1. Introduction:

Malaria presents a diagnostic challenge to the medical community worldwide. Its occurrence is noted in more than 90 countries. Malaria remains the most important parasite disease globally causing over 170 million cases usually of who over a million die in every year [1]. It is a serious, some time fatal, parasitic disease posing a major public health problem in India [2]. There is problem of diagnosis and control of malaria but the treatment has to be started immediately in order to avoid complications. The keen interest in this field will surely leads to early detection improvement in treatment regimen and implement better techniques of prevention [3].

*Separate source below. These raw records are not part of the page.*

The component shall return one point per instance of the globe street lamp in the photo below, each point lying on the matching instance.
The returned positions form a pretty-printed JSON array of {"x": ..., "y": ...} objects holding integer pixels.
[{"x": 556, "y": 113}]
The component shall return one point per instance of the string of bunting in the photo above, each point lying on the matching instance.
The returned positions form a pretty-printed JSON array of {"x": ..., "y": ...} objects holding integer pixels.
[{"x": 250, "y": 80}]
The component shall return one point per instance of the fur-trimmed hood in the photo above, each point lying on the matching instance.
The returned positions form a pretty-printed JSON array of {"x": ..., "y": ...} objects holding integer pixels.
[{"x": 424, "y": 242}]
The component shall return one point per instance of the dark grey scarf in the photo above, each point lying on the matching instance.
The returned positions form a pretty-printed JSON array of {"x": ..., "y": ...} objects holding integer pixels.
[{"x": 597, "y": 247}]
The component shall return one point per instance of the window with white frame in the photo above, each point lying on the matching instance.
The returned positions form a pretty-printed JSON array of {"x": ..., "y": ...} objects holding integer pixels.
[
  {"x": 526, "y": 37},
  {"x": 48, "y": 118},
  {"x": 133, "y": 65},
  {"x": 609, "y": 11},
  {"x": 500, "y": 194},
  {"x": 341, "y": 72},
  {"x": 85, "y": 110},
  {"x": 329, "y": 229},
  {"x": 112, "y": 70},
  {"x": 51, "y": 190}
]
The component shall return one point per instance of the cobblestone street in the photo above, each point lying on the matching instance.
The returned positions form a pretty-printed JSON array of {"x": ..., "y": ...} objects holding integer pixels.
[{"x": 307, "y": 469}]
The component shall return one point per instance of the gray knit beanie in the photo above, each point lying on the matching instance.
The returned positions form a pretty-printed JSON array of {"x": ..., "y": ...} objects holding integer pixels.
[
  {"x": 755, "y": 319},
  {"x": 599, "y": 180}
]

Malaria is a mosquito- borne infectious disease of human and other animals caused by sporozoites of genus Plasmodium. It begins with a bite from an infected female Anopheles mosquito, which introduces the sporozoites through saliva into the circulatory system. In the blood, the sporozoites travel to the liver to mature and reproduce. Malaria causes symptoms that typically include fever and headache, which in severe cases can progress to coma and death. The disease is widespread in tropical and subtropical regions in a broad band around the equator, including which of sub-Saharan Africa, Asia and Americans [4].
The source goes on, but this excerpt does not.